Saatlerdir aynı şekilde durmaktan ağrıyan boynumu esnettim. "Tamam kabul gerizekalıyım ben. Süresi az kalmışken sınavları okumayıp saatlerce oyun oynamakta benim hatamdı. Ama sorun yok yetiştireceğiz bunları. Uyku yok bu gece bitecek bu kağıtlar. Hadi Umay yaparsın sen bunu." Kendi kendimi de motive ettiğime göre devam edebilirim artık.
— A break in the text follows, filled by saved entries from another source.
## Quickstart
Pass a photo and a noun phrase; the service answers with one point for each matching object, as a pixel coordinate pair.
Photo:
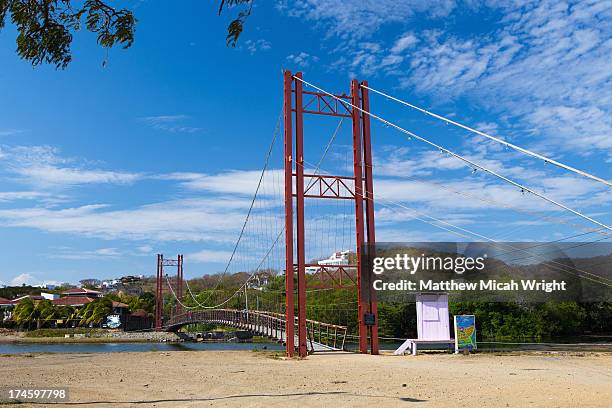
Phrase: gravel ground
(239, 379)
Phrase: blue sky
(159, 151)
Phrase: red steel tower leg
(369, 202)
(289, 275)
(359, 228)
(159, 303)
(299, 209)
(179, 283)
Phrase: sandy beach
(243, 378)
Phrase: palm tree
(96, 311)
(46, 312)
(25, 312)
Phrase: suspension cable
(246, 220)
(464, 159)
(496, 139)
(493, 241)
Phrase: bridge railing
(269, 324)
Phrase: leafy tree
(25, 312)
(45, 313)
(46, 27)
(236, 27)
(95, 312)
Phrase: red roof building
(35, 298)
(74, 301)
(82, 292)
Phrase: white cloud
(75, 254)
(232, 182)
(360, 19)
(10, 132)
(43, 167)
(22, 195)
(25, 278)
(215, 219)
(303, 59)
(406, 41)
(170, 123)
(254, 46)
(208, 255)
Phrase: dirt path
(239, 379)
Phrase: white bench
(412, 344)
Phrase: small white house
(49, 296)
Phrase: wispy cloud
(76, 254)
(214, 219)
(253, 46)
(170, 123)
(42, 166)
(303, 59)
(353, 20)
(242, 182)
(209, 255)
(10, 132)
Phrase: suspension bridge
(304, 268)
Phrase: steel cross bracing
(320, 336)
(159, 291)
(357, 187)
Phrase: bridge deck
(271, 325)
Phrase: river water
(16, 348)
(599, 344)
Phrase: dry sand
(247, 379)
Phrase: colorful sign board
(465, 332)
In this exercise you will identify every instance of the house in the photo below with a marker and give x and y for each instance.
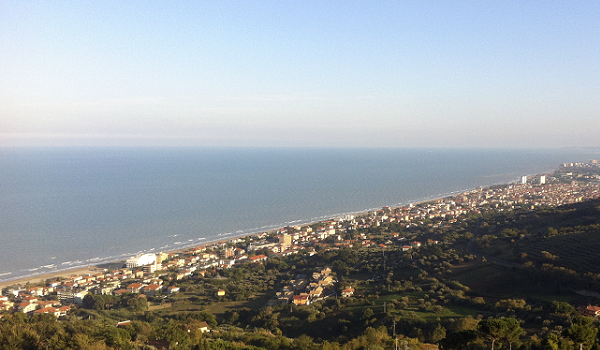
(123, 323)
(173, 290)
(589, 310)
(135, 287)
(258, 258)
(301, 299)
(204, 327)
(348, 292)
(48, 310)
(152, 289)
(25, 307)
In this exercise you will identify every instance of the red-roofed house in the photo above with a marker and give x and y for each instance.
(258, 258)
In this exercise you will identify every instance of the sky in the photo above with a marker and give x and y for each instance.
(300, 73)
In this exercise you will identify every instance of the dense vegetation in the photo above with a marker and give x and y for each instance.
(495, 280)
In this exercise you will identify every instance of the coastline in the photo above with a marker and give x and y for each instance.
(94, 268)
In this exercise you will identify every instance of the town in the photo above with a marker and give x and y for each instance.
(144, 275)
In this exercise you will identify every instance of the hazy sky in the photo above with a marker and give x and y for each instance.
(300, 73)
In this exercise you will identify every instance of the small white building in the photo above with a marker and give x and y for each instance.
(141, 260)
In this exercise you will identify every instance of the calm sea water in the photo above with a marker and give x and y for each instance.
(66, 207)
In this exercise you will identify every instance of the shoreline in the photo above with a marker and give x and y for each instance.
(93, 268)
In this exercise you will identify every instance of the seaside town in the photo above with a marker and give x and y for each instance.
(145, 274)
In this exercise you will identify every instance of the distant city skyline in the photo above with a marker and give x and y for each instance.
(300, 74)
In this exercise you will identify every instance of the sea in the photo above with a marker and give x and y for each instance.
(62, 208)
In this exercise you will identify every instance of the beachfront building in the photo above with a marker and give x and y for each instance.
(141, 260)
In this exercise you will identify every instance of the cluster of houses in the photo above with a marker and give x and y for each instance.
(302, 291)
(142, 271)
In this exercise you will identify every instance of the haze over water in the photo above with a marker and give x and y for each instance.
(65, 207)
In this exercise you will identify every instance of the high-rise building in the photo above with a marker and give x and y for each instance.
(524, 179)
(285, 239)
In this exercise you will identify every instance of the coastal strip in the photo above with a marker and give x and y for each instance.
(453, 197)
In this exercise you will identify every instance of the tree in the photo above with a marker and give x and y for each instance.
(496, 329)
(458, 340)
(513, 330)
(582, 331)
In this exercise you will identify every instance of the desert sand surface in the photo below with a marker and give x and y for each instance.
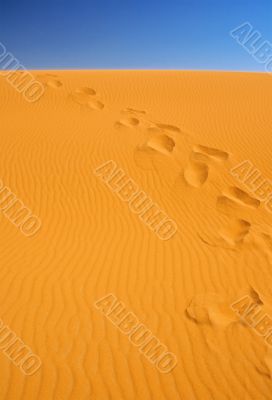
(178, 136)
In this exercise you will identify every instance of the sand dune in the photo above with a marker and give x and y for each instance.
(176, 136)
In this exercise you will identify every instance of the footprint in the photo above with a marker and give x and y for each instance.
(50, 80)
(166, 127)
(162, 143)
(196, 173)
(199, 157)
(242, 197)
(127, 123)
(235, 232)
(84, 96)
(213, 153)
(210, 308)
(129, 110)
(95, 105)
(86, 91)
(144, 157)
(55, 84)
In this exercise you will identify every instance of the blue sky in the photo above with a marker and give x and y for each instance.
(125, 34)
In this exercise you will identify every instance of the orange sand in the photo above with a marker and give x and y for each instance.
(177, 135)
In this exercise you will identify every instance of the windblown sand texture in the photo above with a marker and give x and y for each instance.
(178, 135)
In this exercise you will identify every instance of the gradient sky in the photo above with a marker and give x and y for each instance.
(125, 34)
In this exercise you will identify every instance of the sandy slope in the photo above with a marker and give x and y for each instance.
(154, 126)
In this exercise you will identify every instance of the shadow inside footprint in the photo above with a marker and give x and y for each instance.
(162, 143)
(53, 83)
(210, 308)
(235, 232)
(242, 197)
(166, 127)
(196, 173)
(95, 105)
(127, 123)
(213, 153)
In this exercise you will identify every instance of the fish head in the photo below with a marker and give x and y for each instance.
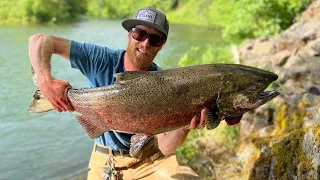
(244, 90)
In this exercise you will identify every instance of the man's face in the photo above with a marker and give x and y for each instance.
(141, 53)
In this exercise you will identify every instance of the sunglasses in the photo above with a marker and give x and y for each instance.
(154, 40)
"GEL BURAYA" ya da devam edemem. Bakmamam gerektiğini bildiğim halde merakıma karşı koyamayıp balkona çıktım. Mahalleden birileri kavga ediyor olmalı diyeceğim ama bizim mahalle de kavga çok sık olan bir şey değildi. Ne olduğunu anlamak için etrafa bakıyordum ama bir şey görünmüyordu. Her gece etrafta dolanan adamlar da yoktu. Giderilmemiş merakım ile salona geri dönecekken ara sokaktaki karartıları fark ettim. Karanlıktan dolayı tam net göremiyordum ama birileri var gibi duruyordu. Ama tam emin olamıyordum ve hiçbir ses de duyamıyordum. Daha dikkatli bir şekilde bakmaya çalışırken karartılar hareket etti ve 3 kişi çıktı ara sokaktan. İkisi her gece mahallede dolanan adamlardandı. Ve birini sürükleyerek götürüyorlardı. Dikkatlice bakınca dağılmış yüzüne rağmen kim olduğunu tanıyabildim. Çalıştığım okulun yakınındaki kafe çalışan çocuktu bu ama neden şu an bu halde olduğunu anlayamıyordum. Daha doğrusu onlarla ne işi olduğunu.
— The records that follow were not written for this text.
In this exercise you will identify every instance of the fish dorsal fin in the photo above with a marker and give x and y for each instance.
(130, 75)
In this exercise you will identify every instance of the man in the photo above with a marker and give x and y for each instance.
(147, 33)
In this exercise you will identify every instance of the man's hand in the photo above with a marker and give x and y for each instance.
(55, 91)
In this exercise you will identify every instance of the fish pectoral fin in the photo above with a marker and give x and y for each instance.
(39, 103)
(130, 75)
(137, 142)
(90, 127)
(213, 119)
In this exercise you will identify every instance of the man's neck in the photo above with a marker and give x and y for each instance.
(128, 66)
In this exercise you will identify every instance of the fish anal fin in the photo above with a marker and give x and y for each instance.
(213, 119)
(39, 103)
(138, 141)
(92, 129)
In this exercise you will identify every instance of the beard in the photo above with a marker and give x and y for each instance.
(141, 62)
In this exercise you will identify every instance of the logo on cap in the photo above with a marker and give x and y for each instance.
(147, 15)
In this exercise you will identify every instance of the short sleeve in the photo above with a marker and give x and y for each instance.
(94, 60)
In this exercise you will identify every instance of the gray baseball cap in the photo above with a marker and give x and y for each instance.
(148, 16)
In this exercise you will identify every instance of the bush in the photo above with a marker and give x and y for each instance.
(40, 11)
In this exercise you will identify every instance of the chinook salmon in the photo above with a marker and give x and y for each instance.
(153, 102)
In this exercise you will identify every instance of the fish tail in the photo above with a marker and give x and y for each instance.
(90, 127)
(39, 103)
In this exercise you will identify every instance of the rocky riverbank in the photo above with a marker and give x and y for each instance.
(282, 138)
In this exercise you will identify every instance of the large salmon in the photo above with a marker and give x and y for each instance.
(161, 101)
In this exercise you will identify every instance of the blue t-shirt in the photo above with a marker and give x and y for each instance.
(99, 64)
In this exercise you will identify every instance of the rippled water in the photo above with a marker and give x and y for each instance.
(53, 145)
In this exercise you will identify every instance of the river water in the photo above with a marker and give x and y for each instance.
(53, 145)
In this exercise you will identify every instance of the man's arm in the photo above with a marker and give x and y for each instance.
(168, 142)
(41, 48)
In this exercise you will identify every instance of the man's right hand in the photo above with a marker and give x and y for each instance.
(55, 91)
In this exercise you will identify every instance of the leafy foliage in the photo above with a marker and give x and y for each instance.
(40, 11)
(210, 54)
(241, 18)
Gözden kaybolmalarına rağmen daldığım düşüncelerden gittikleri yöne bakmaya devam ediyordum. Üstümde hissettiğim gözler ile ara sokağa doğru döndüm. Gördüğüm kişi ile korkup hemen salona geçtim. O buradaydı. O çocuk her ne yaptı bilmiyorum ama Boran bizzat ilgilendiğine göre önemli bir şey yapmış olmalı. Ve ondan daha önemlisi Boran beni onları izlerken görmüştü. Tamam, bir şey duymadım ve baygın olan o çocuk dışında herhangi bir şeyde görmemiştim. Gerçi görsem de sorun edeceğini sanmıyorum çünkü bir şey yapamayacağımı ve kendisine bir şey olmayacağını biliyor. Yine de dikkatli bir şekilde bana bakması beni korkutmuştu. Umarım başıma bir iş açmamışımdır.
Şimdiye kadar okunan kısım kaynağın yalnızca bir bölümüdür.